The Épehy Wood Farm Cemetery takes its name from the Ferme du Bois, a little to the east. Plots I and II were made by the 12th Division after the capture of the village, and contain the graves of officers and men who died in September 1918 (or, in a few instances, in April 1917 and March 1918). Plots III-VI were made after the Armistice when graves were brought in from the battlefields surrounding Épehy and from the smaller cemeteries of Deelish Valley Cemetery, Éphey, in the valley running from South-West to North-East a mile East of Épehy village which contained the graves of 158 soldiers from the United Kingdom (almost all of the 12th Division) who fell in September, 1918, Éphey New British Cemetery, on the South side of the village, which contained the graves of 100 soldiers from the United Kingdom who fell in August, 1917-March, 1918 and in September, 1918 and Éphey R.E. Cemetery, 150 yards North of the New British Cemetery which contained the graves of 31 soldiers from the United Kingdom who fell in April-December, 1917, and of whom 11 belonged to the 429th Field Company, Royal Engineers.

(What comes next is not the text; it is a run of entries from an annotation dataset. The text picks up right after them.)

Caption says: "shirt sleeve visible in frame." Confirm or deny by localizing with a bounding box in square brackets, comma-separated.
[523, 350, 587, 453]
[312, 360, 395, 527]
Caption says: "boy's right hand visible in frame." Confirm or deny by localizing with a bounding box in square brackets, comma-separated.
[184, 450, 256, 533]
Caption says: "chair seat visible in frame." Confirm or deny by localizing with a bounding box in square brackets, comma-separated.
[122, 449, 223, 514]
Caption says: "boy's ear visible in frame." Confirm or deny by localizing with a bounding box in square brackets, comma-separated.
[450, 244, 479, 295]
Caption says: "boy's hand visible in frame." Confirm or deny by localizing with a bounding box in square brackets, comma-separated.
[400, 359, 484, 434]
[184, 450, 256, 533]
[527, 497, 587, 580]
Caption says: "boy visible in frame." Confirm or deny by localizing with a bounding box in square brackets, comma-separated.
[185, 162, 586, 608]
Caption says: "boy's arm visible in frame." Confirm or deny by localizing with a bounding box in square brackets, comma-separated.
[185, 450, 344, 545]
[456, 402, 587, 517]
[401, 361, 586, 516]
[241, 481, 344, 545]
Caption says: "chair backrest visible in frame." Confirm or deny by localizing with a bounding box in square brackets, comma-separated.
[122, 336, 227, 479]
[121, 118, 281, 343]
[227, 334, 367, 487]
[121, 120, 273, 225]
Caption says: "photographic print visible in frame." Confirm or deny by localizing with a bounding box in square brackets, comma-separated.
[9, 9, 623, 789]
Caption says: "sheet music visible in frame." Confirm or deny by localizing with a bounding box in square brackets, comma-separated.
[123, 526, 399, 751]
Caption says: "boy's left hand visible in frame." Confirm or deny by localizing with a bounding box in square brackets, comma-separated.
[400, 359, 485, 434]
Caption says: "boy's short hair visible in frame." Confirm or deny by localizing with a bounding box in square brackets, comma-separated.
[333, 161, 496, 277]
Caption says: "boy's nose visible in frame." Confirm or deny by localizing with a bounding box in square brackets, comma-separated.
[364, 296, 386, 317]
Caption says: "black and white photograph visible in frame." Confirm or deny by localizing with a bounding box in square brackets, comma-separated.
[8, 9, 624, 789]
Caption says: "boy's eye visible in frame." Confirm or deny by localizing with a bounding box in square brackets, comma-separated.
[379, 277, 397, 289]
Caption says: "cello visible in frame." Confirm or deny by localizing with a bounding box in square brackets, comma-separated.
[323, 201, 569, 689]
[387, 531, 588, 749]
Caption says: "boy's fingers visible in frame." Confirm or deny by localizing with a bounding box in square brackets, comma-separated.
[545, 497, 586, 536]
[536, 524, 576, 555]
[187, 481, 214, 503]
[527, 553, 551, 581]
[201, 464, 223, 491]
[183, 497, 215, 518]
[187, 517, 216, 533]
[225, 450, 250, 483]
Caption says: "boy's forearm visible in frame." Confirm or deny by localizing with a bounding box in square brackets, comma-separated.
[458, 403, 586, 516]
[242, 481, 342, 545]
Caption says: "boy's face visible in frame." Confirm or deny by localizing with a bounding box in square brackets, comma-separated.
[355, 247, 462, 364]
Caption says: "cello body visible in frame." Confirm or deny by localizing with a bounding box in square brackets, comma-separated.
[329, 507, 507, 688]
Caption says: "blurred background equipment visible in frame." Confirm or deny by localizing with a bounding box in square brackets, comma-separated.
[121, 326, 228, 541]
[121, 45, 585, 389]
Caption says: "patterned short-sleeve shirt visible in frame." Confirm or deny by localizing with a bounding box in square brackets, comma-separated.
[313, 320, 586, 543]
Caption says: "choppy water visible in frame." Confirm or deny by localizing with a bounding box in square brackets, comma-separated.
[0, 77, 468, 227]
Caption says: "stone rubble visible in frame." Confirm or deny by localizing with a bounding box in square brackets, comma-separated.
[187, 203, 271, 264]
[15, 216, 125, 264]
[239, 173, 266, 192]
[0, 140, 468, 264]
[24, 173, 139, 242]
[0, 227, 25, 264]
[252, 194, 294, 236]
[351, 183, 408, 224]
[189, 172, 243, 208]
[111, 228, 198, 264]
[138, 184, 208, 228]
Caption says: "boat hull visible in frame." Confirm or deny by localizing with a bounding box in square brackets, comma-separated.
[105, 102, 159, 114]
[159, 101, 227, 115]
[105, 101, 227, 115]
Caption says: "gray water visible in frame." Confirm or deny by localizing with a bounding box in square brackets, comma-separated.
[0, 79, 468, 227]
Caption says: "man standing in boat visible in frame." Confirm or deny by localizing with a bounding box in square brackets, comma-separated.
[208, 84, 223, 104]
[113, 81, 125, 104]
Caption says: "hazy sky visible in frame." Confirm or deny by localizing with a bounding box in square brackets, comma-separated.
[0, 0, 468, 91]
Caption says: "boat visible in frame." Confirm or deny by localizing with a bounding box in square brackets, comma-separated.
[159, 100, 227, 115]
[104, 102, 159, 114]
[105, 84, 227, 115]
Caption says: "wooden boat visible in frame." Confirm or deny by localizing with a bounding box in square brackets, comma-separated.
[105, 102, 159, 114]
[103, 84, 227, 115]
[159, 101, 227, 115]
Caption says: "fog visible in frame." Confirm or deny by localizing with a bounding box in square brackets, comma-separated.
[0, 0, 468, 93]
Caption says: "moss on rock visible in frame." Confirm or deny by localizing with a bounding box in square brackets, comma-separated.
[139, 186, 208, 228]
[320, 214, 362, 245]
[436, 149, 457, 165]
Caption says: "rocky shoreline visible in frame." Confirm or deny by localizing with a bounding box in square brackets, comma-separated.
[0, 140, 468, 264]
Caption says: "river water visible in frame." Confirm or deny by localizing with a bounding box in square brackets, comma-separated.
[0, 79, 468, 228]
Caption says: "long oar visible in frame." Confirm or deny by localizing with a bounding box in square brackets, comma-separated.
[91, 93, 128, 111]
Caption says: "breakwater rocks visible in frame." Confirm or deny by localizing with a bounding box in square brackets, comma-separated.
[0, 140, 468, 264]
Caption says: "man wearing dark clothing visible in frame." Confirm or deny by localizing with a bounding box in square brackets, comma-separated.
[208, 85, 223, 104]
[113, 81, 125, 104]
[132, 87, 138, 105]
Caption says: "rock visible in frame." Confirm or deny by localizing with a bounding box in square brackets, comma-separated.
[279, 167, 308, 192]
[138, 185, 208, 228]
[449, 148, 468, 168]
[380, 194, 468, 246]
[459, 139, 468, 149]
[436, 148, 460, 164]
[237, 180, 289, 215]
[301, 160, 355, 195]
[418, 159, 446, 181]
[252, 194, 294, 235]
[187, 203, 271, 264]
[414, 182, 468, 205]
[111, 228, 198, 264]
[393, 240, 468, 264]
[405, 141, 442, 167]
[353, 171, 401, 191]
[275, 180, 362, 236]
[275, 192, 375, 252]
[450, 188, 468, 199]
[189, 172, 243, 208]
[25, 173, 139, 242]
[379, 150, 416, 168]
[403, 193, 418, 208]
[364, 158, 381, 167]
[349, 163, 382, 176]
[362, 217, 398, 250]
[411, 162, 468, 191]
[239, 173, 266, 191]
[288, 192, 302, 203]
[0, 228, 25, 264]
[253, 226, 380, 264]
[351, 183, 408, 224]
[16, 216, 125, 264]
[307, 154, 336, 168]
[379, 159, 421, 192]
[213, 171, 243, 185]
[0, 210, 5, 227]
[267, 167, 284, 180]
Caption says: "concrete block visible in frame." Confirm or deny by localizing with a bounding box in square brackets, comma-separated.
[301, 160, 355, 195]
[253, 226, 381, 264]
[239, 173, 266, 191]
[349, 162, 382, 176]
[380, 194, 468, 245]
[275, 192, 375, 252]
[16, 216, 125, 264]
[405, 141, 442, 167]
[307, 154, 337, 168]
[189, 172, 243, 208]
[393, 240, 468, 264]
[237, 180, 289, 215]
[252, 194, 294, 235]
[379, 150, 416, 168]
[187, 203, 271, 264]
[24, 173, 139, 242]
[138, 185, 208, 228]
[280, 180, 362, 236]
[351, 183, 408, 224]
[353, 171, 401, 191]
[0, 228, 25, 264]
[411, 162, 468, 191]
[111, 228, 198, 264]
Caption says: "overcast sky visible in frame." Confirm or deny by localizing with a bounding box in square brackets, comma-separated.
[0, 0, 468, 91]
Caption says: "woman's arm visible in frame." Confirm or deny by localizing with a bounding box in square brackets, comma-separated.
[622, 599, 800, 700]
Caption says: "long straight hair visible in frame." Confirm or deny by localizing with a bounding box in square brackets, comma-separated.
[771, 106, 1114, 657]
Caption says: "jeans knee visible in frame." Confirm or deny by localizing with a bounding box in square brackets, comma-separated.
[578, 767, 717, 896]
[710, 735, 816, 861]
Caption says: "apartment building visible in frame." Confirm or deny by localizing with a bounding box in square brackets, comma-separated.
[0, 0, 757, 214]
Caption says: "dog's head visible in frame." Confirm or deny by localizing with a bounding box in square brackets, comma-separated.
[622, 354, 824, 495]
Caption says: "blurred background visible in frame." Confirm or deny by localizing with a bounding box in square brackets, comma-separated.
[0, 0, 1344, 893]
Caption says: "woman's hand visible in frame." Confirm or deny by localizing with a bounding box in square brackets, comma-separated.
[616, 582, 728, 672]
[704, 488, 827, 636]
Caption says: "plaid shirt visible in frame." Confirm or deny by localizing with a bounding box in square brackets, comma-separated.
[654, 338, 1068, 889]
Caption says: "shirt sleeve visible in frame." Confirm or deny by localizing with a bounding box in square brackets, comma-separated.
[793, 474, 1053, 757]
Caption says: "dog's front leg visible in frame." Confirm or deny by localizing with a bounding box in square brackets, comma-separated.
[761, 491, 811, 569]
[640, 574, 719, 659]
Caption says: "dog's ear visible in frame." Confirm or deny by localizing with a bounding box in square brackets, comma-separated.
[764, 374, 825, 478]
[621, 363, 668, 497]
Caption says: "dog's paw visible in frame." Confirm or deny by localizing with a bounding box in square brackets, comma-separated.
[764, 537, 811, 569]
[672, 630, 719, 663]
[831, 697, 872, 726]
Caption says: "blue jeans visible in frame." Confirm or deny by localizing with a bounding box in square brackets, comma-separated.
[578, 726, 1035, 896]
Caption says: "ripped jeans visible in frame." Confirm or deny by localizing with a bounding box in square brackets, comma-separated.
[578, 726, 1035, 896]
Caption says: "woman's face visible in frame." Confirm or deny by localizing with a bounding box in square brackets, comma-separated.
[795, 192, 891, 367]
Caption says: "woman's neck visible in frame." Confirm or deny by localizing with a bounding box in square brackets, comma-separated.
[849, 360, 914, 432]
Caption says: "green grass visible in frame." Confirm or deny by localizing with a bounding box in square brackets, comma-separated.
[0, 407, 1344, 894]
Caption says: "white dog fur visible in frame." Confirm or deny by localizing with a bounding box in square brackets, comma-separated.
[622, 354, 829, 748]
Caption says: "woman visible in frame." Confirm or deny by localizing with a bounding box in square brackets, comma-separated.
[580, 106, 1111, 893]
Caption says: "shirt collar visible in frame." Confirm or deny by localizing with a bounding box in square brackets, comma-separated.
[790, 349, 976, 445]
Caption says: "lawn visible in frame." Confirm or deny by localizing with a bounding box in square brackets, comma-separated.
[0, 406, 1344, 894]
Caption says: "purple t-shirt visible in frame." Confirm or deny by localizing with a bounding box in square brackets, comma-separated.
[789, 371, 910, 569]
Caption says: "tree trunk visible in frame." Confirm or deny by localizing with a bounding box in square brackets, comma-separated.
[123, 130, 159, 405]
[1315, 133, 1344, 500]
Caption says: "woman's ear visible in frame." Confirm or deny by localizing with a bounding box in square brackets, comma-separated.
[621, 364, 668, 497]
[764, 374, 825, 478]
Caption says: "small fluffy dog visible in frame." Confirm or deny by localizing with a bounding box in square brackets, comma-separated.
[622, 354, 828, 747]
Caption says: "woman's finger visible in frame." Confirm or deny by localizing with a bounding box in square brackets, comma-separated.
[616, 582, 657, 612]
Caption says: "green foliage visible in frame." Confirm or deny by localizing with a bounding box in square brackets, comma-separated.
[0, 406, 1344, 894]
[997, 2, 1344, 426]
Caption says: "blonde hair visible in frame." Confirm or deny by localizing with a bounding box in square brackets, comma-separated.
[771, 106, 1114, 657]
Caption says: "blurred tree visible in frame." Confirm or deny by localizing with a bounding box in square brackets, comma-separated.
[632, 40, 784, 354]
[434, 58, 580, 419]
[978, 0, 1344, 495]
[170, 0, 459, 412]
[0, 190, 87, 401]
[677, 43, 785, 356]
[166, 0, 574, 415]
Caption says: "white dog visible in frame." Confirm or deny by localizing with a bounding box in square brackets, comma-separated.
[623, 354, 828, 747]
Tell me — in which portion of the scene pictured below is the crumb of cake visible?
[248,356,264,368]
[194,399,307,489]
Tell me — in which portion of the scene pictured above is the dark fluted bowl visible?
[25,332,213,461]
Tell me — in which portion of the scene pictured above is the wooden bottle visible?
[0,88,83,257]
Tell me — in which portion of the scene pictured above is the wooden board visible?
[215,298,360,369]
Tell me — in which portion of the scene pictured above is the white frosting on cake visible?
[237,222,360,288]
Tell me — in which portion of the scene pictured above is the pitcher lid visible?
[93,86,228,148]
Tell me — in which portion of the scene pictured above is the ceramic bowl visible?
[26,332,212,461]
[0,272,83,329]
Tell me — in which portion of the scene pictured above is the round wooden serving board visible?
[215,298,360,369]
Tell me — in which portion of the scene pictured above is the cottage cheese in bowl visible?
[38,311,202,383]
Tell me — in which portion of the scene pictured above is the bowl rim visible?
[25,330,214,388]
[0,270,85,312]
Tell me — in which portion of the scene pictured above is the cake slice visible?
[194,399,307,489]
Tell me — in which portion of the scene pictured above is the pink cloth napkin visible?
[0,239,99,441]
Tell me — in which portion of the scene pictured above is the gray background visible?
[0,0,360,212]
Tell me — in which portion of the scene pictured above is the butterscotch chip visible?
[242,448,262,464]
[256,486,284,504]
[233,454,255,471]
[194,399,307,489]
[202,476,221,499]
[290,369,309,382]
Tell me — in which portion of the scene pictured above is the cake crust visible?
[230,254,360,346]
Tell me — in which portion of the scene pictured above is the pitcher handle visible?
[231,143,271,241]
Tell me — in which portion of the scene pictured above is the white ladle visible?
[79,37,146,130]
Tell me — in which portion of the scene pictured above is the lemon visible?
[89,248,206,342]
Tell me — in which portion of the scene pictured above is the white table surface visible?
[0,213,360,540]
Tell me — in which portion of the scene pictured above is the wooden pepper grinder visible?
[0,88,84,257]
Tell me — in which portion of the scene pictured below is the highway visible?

The Épehy Wood Farm Cemetery now contains 997 burials and commemorations of the First World War. 235 of the burials are unidentified but there are additional special memorials to 29 casualties known or believed to be buried among them, and to two casualties buried in Épehy New British Cemetery, whose graves could not be found when that cemetery was concentrated. The cemetery was designed by Sir Herbert Baker.

==Notes==
1. – The British and Australian official histories both state an Australian strength of 6,800 infantry. Major-General Sir Archibald Montgomery's The Story of the Fourth Army, written apparently with access to British Army documents states different figures; 5,902 Australian infantry engaged, 1,700 prisoners taken, 87 guns captured and casualties of 1,022 men. The former figure has been used in this article but the difference should be noted. C. E. W. Bean: Volume VI – The Australian Imperial Force in France during the Allied Offensive, 1918 lists 5,822 infantry engaged but uses the figure of 6,800 soldiers (as the later figure includes the various battalion and brigade headquarters staff).